Fitzgerald cleverly constructs the story around these two men who have just met, with a mystery that deepens as the story progresses. Initially, Brown wonders where his companion has been for the last decade:

‘You’ve been out of civilization?’

‘In a sense.’ The words were spoken in such a measured way that Orrison concluded this man wouldn’t talk unless he wanted to – and simultaneously wondered if he could have possibly spent the thirties in a prison or an insane asylum.

But then, as they are leaving the restaurant in which they dine together, another twist: Trimble can’t have been in prison or otherwise incarcerated, because he reveals that he dined in that very restaurant only the previous year. So what happened? The mystery deepens: how can he have been ‘out of civilisation’ – at least ‘in a sense’ – and yet, clearly, in it?
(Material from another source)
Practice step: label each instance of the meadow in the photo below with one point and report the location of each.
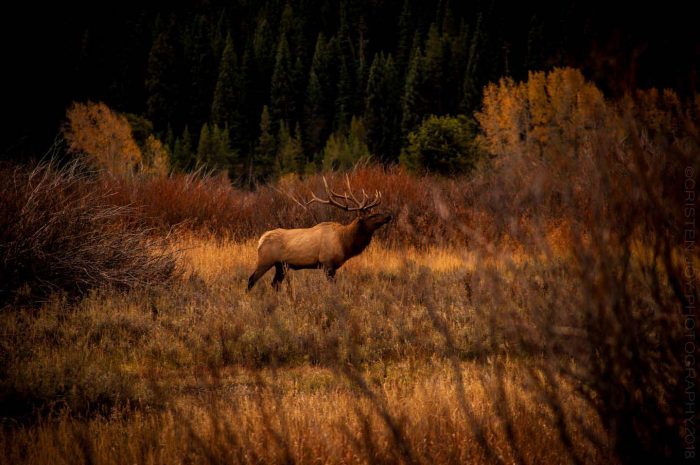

When Fitzgerald reveals the solution to the mystery in the story’s closing paragraphs, everything becomes clear, including why Trimble’s name would have ‘evoked some vague memory’ within Brown’s mind when he first heard it (Louis Trimble, we learn, is an architect and designer so this is presumably where Brown had heard the name).

Of course, Trimble’s lack of connection to, and memory of, his last ten years in the city in which he has continued to live, is down to the effects of alcohol: he has been too drunk to appreciate and sense things when they were happening, and then drink eroded his memory of things once they had happened.

But Trimble’s drunken stupor is also mirrored, on a more subtle level, by Brown’s own lack of understanding of his companion. He experiences the city attended by Trimble’s own confusion, in a sense, because he is still in the dark about his companion’s back-story and why he takes such an interest in the backs of people’s heads and the material their clothes are made from.

When the truth is revealed at the end, he, too, has an awakening, a kind of epiphany (something common to many modernist short stories of the early twentieth century), and develops a new-found appreciation for the feel of his clothes and the buildings of the city.

Fitzgerald focuses this epiphany not on seeing or the visual but on a different sense: touch. Indeed, even though Trimble states several times that he wants to see people and things, such acts of seeing are focused on a more complex intersection of different senses:

‘I’ve been in it – lots of times. But I’ve never seen it. And now it isn’t what I want to see. I wouldn’t ever be able to see it now. I simply want to see how people walk and what their clothes and shoes and hats are made of. And their eyes and hands. Would you mind shaking hands with me?’

This delicately and cleverly shifts with each new clause: he has been in the Armistead building and yet he has never seen it. He has never seen it and yet he doesn’t want to. He doesn’t want to see it and couldn’t see it even if he did want to, because he has lost the ability to appreciate the building he designed.

He wants to see people but really he wants to ‘see’ what their clothes and shoes and hats are made of, and wants to experience the movement of people as they go about their lives: an experience not confined to the visual but taking in a more complex kinetic awareness of sights, sounds, movement, texture, and so on.

And then that final question, asking Brown to shake hands with him: an experience grounded not in the visual (although he is now aware of how others will view the act: ‘I suppose it looks strange – but people will think we’re saying good-bye’) but in the tactile or haptic. A strong connection between two people. ‘The Lost Decade’ is about getting back ‘in touch’ with the world, and about ‘feeling’ in a very tangible and direct sense.